Sem dúvidas foi a estreia mais esperada dos últimos meses. Mesmo depois das mais de 60 adaptações da história do livro clássico de Lewis Carroll, a história da garotinha que cai num buraco e lá encontra um mundo completamente novo, o diretor Tim Burton conseguiu levar muita gente ao cinema – também pela expectativa de ver o filme em três dimensões.

Quem esperava ver a mesma história de sempre se deu mal, pois a história de Buton é contada de forma peculiar (mas não tããããããão diferente) a ponto de irritar algumas pessoas que foram ver o filme.

O começo do filme beira a chatice, como se a história demorasse a sair. Dessa vez, Alice (Mia Wasikowska), já com 16/17 anos, foge de uma proposta de casamento e é atraída pelo coelho a cair no buraco. Lá, começam a desconfiar que ela não é a Alice que estavam esperando para o “gloria day” – o dia em que uma “Alice” mataria um monstro e acabaria com o reinado da Rainha Vermelha (Helena Bonham-Carter).
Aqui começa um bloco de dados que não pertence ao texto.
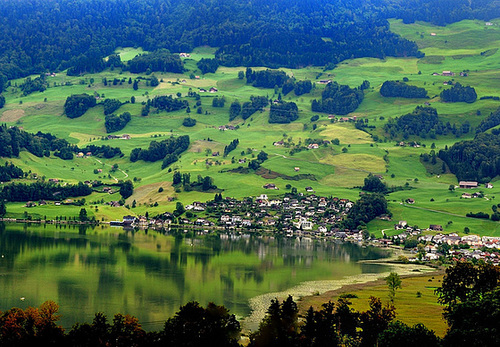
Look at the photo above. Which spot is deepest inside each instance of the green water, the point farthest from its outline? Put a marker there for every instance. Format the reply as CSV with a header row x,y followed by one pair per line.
x,y
149,275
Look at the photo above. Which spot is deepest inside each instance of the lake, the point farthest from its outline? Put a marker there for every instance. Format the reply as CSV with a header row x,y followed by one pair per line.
x,y
150,275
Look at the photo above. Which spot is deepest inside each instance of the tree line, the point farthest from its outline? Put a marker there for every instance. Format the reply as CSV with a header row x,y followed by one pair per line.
x,y
459,93
113,123
59,35
470,294
43,191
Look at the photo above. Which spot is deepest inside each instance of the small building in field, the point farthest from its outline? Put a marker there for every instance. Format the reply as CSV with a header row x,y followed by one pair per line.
x,y
436,227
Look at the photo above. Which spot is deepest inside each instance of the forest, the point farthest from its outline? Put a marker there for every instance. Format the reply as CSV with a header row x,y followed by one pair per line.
x,y
13,140
43,191
283,112
114,123
489,122
159,150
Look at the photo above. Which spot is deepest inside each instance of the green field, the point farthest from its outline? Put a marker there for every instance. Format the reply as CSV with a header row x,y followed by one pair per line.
x,y
468,45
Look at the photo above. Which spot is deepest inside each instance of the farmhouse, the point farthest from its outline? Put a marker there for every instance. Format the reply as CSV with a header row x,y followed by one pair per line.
x,y
467,184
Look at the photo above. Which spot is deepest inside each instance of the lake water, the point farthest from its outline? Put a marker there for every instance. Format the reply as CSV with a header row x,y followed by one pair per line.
x,y
150,275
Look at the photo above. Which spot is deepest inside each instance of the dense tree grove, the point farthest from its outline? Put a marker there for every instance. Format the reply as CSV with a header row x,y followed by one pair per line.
x,y
202,184
489,122
43,191
168,103
459,93
9,171
401,90
77,104
423,122
283,112
13,140
207,65
374,184
218,102
159,150
160,60
232,146
338,99
266,78
256,103
110,105
477,159
114,123
38,84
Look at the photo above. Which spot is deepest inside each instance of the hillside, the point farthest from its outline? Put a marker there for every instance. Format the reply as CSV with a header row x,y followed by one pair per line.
x,y
349,146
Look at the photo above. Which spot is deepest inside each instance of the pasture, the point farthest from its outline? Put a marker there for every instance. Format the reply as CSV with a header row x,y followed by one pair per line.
x,y
333,169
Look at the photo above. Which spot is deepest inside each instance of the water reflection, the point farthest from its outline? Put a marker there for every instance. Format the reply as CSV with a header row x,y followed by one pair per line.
x,y
150,274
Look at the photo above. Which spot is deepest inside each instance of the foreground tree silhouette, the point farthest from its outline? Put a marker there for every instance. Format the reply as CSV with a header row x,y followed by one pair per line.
x,y
279,327
32,326
194,326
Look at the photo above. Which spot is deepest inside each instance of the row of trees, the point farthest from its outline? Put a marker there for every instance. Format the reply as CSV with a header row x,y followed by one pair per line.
x,y
283,112
167,150
202,184
401,90
423,122
43,191
459,93
13,141
338,99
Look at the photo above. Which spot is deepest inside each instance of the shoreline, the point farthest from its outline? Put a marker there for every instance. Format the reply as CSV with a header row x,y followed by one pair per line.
x,y
260,303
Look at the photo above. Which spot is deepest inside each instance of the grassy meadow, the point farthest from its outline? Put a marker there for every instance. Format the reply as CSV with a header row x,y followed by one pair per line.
x,y
338,169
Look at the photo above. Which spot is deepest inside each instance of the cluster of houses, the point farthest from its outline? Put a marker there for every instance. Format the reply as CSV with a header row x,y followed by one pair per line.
x,y
295,216
211,90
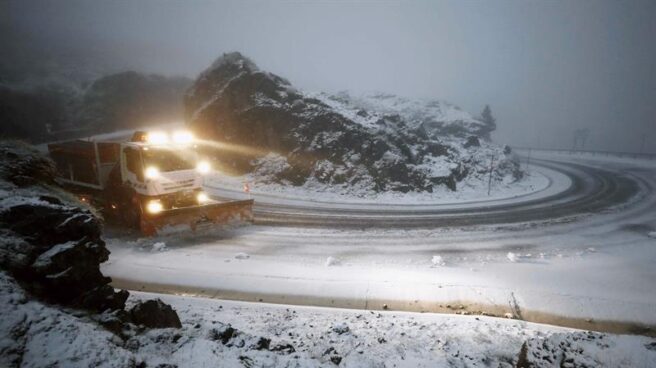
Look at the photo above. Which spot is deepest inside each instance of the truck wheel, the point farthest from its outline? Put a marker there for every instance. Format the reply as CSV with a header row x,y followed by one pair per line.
x,y
132,214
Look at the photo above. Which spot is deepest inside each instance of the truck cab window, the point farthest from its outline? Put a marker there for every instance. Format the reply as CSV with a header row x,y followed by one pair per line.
x,y
133,162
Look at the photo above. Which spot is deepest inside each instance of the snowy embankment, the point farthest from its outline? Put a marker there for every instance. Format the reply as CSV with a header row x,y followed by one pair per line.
x,y
539,182
593,272
474,190
232,334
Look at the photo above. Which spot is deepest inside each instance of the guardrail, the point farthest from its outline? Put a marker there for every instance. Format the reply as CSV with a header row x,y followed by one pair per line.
x,y
645,156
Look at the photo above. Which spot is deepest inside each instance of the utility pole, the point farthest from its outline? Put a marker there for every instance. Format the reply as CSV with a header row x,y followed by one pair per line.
x,y
489,180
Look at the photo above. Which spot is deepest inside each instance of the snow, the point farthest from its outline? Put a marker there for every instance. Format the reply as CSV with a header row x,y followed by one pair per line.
x,y
332,261
159,247
41,335
377,104
559,278
512,257
540,182
241,256
438,261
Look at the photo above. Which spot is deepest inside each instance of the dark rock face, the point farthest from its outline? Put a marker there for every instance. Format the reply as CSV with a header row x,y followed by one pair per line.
x,y
258,113
23,165
129,100
62,109
154,314
472,141
54,249
577,349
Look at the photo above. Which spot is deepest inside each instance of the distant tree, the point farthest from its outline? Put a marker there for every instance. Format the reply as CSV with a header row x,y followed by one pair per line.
x,y
489,123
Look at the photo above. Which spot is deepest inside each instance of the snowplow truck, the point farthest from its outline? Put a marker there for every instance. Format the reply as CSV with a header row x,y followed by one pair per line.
x,y
152,182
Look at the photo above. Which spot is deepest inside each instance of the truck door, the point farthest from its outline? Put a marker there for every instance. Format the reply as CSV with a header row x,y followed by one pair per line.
x,y
132,168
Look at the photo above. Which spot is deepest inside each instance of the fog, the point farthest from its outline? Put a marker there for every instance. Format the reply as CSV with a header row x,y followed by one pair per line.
x,y
546,68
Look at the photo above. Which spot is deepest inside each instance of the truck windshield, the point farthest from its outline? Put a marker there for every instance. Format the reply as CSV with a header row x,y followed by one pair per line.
x,y
168,160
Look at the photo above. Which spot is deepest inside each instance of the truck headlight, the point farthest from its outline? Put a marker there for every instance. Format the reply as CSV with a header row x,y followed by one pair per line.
x,y
157,138
151,172
203,167
154,206
183,137
202,197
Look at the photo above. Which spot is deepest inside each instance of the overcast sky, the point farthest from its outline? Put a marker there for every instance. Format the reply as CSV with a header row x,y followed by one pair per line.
x,y
546,68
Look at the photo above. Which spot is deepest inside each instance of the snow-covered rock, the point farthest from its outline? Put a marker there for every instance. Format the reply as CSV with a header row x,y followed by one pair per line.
x,y
242,256
513,257
437,260
159,247
332,261
376,141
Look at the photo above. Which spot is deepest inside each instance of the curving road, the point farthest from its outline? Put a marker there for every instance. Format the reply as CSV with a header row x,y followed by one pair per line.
x,y
591,190
578,253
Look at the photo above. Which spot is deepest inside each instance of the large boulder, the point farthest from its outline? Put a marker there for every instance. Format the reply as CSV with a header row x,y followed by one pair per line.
x,y
378,142
154,313
52,246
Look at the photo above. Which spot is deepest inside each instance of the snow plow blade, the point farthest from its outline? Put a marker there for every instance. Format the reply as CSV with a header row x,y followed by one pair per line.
x,y
215,213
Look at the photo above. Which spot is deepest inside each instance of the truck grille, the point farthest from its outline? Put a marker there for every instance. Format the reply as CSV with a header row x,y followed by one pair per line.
x,y
178,184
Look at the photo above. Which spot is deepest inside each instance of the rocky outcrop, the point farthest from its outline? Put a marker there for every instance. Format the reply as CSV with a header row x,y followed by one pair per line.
x,y
284,135
54,109
53,246
575,349
129,100
154,314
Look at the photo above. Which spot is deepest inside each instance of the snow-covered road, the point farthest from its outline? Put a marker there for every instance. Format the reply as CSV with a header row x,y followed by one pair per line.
x,y
550,261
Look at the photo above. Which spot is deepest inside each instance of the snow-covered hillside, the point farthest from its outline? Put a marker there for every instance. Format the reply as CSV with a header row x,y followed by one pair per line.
x,y
437,118
376,142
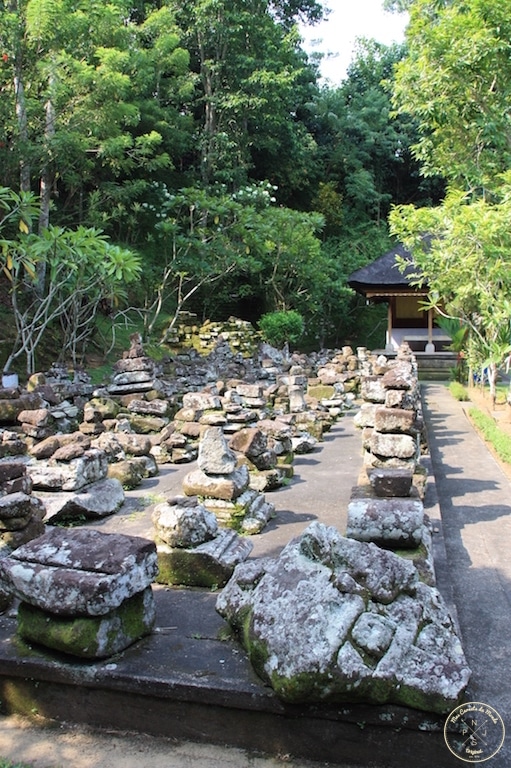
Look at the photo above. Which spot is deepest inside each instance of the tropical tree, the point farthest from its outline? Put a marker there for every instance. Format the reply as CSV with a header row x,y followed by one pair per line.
x,y
253,80
466,263
456,81
93,99
81,267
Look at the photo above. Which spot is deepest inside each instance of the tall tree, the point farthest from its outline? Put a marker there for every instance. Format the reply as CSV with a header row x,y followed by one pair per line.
x,y
72,60
456,81
253,78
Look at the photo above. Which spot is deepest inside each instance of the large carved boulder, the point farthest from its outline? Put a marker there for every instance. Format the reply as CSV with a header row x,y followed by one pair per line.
x,y
338,620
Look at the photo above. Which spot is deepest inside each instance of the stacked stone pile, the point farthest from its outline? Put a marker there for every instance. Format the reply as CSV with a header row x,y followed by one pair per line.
x,y
267,451
14,401
391,416
223,485
386,507
71,477
83,592
192,550
21,513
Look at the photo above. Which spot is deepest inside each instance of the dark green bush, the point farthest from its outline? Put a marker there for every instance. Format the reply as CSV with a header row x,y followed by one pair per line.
x,y
279,328
499,440
458,391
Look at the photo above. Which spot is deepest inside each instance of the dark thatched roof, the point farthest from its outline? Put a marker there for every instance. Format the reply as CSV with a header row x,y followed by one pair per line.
x,y
383,273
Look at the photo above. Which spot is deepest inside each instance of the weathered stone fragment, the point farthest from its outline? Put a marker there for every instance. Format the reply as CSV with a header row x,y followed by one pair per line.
x,y
46,448
228,487
129,472
20,505
153,408
79,572
248,513
372,389
390,523
209,564
70,475
391,482
90,637
401,376
393,444
184,522
215,457
93,502
336,620
395,420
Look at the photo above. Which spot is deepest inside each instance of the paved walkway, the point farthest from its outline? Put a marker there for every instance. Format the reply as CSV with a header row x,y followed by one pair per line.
x,y
474,497
470,505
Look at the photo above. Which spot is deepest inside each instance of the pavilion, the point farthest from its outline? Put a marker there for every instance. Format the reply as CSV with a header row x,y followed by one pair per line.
x,y
407,320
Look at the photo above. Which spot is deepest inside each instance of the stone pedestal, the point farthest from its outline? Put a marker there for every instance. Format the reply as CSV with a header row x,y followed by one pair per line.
x,y
83,592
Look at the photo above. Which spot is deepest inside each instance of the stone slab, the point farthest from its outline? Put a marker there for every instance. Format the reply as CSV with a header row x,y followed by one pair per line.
x,y
209,565
90,637
388,522
79,572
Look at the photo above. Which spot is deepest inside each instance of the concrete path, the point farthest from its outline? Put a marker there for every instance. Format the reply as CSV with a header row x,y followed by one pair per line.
x,y
474,497
469,502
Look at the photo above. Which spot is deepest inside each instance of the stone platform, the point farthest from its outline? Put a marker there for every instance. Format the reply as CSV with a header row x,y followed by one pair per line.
x,y
191,680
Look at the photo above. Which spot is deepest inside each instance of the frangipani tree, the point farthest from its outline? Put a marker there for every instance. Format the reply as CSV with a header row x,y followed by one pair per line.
x,y
81,267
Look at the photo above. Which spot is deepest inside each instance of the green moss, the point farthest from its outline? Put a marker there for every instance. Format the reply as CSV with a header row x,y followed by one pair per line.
x,y
88,636
182,568
458,391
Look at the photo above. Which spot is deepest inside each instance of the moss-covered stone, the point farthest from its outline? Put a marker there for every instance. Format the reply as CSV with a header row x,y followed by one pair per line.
x,y
90,637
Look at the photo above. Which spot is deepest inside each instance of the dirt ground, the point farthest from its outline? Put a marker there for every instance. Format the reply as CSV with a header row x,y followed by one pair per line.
x,y
70,746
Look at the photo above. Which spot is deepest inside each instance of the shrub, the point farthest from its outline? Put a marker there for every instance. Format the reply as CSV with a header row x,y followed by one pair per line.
x,y
279,328
458,391
499,440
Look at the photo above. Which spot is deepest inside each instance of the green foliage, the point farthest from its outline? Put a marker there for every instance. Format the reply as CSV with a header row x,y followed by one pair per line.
x,y
5,763
467,265
458,391
59,276
279,328
499,440
456,82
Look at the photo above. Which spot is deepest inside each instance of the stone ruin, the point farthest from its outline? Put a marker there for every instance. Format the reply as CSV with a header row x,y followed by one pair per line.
x,y
365,602
386,506
337,620
379,632
82,592
192,549
223,485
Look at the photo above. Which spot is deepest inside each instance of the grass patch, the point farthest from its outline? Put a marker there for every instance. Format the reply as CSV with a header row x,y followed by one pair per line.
x,y
4,763
458,391
499,440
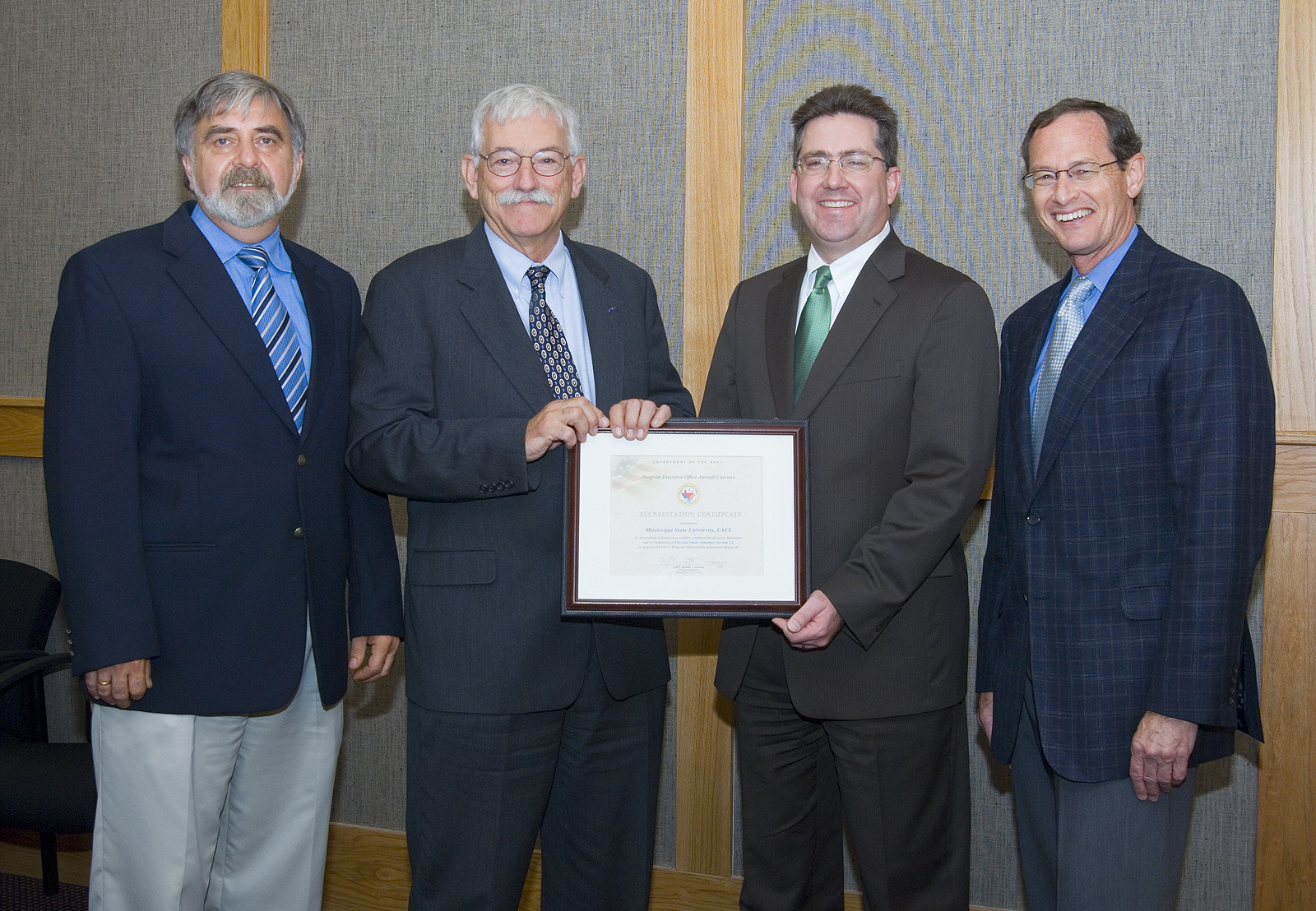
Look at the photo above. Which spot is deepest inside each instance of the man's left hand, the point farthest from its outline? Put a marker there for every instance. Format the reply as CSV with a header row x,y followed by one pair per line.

A Rainha Vermelha é um espetáculo à parte; com seu cabeção e seu “Cortem a cabeça!” foi a grande sensação do filme, juntamente com a Rainha Branca (Anne Hathaway) – a irmã do bem- que exagerava nos movimentos das mãos e arrancava boas risadas. Johnny Depp, o Chapeleiro Maluco, não brilha e o filme vai seguindo como uma guerra entre o bem e o mal, numa mistura de brincadeira com coisa séria.

O filme todo foi filmado no tradicional e depois convertido para 3D; talvez por isso, tenha sentido falta do efeito em algumas cenas – além do óculos que me agoniava (o do Cinemark é 1000 vezes melhor) foram poucas as vezes em que eu me lembrava que estava vendo um filme em 3D. Mas quem se importa? O filme é esteticamente muito bonito, com belos efeitos visuais, figurinos, fotografia... e nenhum ponto negativo tira a genialidade da adaptação de Burton para as telonas.